Ainsi, à la fin de la date de leur temps de séjour la plupart de ces citoyens seront obligés de quitter les États-Unis (Miami Herald, 4 octobre 2024)1.  Il est clair que la situation catastrophique des pays bénéficiaires ne risque pas de s’améliorer pendant ce laps de temps. De cette façon,  peut-on vraiment attendre un retour volontaire de la part des bénéficiaires du programme ? L’administration américaine aura-t-elle la volonté de mobiliser les moyens, si possible, pour expulser ces centaines de milliers de migrants ajoutés aux millions déjà présents sur son sol ? Par ailleurs, si les républicains se montrent plus hostiles envers les immigrants que les démocrates, existe-t-il vraiment une quelconque différence entre leurs politiques migratoires? Si la perception collective montre que les démocrates sont plus ouverts à l’immigration, cette assertion tient-elle en réalité ?

Immigration : fantasmes et réalités

Si le thème de l’immigration s’est imposé à la campagne présidentielle américaine de 2024 comme le principal sujet, ce n’est pas une nouveauté. Depuis les années 90, particulièrement dans la période post crise économique de 2008, ce sujet constitue le thème central de presque toutes les campagnes électorales dans les pays occidentaux. Si pour certains, les migrants sont porteurs de tous les maux de la société; pour d’autres, ils participent activement au rayonnement du pays notamment sur le plan économique. Souvent utilisée par les élites dans les moments électoraux pour influencer le vote des citoyens, l’immigration suscite tous les fantasmes dans l’espace public occidental. Si ce n’est un secret pour  personne que l’immigration peut être une arme redoutable pour manipuler les masses, il est nécessaire de mettre au point les faits afin de démêler le vrai du faux sur ce fameux sujet.  
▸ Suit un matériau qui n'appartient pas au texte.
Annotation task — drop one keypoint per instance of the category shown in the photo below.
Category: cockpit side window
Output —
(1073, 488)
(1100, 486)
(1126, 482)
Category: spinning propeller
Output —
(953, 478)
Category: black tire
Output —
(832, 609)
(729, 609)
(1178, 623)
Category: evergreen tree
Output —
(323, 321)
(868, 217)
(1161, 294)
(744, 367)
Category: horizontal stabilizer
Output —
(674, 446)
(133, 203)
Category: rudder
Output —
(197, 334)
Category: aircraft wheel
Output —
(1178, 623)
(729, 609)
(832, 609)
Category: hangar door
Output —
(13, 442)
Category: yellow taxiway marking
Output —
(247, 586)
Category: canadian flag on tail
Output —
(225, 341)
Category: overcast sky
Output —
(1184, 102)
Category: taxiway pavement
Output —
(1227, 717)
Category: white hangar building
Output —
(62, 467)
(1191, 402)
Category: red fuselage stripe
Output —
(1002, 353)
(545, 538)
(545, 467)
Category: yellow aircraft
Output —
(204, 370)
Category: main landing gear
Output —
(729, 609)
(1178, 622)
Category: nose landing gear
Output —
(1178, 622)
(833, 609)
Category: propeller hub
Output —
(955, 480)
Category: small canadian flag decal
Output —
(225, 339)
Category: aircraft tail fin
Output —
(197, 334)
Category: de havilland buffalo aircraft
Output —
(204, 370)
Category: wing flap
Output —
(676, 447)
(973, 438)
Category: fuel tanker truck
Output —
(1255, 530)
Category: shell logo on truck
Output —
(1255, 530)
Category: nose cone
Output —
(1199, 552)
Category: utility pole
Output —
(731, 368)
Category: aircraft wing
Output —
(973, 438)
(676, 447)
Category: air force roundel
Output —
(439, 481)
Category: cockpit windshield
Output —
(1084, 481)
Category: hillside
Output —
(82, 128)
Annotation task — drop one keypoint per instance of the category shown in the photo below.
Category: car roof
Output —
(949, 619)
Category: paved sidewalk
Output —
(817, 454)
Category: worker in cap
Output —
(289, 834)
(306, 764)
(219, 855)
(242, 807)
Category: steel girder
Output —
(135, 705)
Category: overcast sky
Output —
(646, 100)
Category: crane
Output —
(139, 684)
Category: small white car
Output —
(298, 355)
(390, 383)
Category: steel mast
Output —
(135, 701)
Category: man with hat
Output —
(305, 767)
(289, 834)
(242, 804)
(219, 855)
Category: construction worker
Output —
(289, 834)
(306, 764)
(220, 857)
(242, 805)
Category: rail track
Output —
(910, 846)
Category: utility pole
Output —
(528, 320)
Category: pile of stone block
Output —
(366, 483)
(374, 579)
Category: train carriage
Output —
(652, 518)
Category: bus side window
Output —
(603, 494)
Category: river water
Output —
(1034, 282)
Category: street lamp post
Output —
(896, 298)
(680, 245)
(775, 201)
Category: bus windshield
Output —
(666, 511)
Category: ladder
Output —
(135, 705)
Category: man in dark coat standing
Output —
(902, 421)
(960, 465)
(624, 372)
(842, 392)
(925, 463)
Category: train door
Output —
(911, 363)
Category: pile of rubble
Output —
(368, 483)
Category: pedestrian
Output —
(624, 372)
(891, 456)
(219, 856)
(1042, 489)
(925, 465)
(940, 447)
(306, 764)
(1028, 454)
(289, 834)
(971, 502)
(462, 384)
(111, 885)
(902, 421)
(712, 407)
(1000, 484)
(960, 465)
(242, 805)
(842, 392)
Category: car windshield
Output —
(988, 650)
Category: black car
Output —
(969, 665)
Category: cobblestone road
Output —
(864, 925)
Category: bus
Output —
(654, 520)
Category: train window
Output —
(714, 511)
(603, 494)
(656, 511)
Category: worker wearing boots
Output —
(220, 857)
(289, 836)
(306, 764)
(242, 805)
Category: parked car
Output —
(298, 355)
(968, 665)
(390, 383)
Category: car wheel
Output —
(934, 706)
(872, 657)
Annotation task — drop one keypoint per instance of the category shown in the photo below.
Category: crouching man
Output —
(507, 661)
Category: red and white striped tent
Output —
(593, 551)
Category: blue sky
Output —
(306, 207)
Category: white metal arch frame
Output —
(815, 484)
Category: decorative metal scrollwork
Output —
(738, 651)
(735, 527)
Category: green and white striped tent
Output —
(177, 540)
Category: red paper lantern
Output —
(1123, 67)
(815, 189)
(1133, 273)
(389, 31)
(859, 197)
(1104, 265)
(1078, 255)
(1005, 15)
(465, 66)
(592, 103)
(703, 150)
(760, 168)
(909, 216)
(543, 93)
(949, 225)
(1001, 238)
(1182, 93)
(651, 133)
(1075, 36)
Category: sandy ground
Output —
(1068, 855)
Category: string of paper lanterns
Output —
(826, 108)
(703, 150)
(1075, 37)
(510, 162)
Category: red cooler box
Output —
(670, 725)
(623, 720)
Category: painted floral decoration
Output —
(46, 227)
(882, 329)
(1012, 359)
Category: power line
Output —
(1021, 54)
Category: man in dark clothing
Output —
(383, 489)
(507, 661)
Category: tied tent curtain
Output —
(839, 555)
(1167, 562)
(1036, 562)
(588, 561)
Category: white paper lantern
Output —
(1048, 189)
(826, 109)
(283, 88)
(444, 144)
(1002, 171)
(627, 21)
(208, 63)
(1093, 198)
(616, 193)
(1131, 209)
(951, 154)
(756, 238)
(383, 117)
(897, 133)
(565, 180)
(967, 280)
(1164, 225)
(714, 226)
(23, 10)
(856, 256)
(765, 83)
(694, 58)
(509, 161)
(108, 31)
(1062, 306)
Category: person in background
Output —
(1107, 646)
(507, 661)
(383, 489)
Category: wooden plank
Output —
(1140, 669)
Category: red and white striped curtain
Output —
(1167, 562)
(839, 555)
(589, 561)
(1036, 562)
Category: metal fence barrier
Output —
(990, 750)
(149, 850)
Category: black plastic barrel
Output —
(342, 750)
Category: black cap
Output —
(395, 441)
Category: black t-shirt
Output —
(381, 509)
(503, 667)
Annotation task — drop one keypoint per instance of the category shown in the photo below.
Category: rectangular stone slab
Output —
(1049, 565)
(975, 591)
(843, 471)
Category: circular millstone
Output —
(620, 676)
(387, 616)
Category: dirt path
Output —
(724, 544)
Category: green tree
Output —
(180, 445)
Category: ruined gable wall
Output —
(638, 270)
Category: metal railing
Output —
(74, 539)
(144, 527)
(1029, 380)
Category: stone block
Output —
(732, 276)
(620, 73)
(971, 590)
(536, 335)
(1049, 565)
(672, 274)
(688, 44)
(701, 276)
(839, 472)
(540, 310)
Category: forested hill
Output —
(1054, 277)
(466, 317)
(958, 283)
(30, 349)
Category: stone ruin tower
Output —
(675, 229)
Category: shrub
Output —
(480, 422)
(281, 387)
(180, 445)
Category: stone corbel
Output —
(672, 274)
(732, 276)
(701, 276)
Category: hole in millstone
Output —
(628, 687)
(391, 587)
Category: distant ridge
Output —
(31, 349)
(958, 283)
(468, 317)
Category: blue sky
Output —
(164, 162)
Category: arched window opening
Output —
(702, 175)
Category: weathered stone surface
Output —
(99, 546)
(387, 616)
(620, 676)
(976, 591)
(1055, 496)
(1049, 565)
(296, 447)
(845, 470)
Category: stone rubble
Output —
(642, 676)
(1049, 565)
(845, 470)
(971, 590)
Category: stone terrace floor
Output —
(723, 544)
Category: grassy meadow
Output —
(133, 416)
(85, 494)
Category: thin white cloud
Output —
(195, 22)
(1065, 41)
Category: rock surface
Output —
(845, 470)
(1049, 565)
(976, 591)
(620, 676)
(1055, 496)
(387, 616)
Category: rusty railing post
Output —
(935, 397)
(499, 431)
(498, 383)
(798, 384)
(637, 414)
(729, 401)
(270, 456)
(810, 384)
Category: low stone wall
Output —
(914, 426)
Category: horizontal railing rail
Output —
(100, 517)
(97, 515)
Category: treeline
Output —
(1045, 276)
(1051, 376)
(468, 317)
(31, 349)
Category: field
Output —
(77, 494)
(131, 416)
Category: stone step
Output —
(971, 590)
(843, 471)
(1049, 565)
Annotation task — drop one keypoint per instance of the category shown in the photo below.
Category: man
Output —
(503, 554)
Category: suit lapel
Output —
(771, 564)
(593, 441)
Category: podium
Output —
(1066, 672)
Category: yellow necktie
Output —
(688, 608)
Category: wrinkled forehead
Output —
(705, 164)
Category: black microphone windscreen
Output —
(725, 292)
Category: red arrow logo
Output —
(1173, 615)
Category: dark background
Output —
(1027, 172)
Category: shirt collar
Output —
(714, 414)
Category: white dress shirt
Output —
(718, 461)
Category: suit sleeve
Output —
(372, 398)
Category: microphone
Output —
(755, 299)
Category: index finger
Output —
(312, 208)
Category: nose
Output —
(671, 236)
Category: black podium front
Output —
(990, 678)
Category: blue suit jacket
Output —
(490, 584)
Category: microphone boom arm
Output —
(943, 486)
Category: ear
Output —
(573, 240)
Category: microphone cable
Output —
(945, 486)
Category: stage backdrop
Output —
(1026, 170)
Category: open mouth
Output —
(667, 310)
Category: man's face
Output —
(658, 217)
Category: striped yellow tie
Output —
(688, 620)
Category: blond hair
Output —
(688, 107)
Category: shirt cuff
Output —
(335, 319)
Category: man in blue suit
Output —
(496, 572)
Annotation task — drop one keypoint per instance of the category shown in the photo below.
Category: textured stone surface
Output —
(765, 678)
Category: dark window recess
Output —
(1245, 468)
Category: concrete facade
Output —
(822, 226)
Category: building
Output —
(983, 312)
Impact économique de l’immigration aux États-Unis

En matière d’immigration, il faut dire que les États-Unis occupent une place particulière. Contrairement aux européens, à certains égards, les États-Unis pourraient être considérés comme une terre d’immigration. Les premiers habitants, en l’occurrence, les amérindiens sont, d’une grande majorité, exterminés et le peu qui survivent brillent par leur absence dans le débat public. Communément appelé terre de liberté, les États-Unis ont vu sa population accroitre d’une manière exponentielle tout au long du 20ème siècle par des migrants venus du monde entier.  Durant le dernier quart du 20ème siècle, l’accroissement des flux migratoires était devenu une caractéristique majeure de l’économie américaine. Une bonne partie de l’économie se reposait sur des immigrés : médecins, infirmières,  serveurs, plongeurs dans les restaurants, les chauffeurs de taxi, les épiciers etc.. Pour mesurer l’impact des migrants, il faut prendre en compte leur nombre et leurs salaires. Selon un recensement des années 80, certaines catégories de migrants, de situation comparable, font mieux que les nationaux en termes de revenus. Si dans les premières années, ils gagnaient moins que certains nationaux, au bout de 11 ans, les revenus des immigrés étaient plus élevés soit 4% de plus que les natifs (Chiswick, 1990)2.

Selon les statistiques de 2017, les immigrés (sans prendre en compte leurs enfants) s’élèvent à 43 millions soit 14% de la population américaine. Les immigrants forment plus de 17 % de la population active aux États-Unis, dont les deux tiers sont entrés légalement. Les immigrants occupent 45 % des emplois de domestiques, 36 % de ceux de l’industrie, 33 % de l’agriculture et 32 % des services. Une étude du Pew Research Center considère que, sans les immigrants, la population active aux États-Unis déclinerait de 173,6 millions en 2015 à 165 millions en 2035 en raison du vieillissement de la population native aux États-Unis ; or, avec la poursuite d’un apport d’immigrants, celle-ci pourrait atteindre plus de 183 millions d’actifs. De 2015 à 2065, les immigrants et leurs descendants  pourraient  former 88 % de la croissance de la population états-unienne (Key findings about U.S. immigrants, juillet 2017)3. En 2010, plus de 40 % des entreprises à succès recensées par le magazine Fortune ont été créées par des immigrants ou leurs enfants. En tenant compte de ces données, il est clair que comme pour beaucoup de sujets, mais particulièrement pour celui-ci, les fantasmes qui sont agités à dessein dans le débat électoral ont peu de choses à voir avec la réalité. 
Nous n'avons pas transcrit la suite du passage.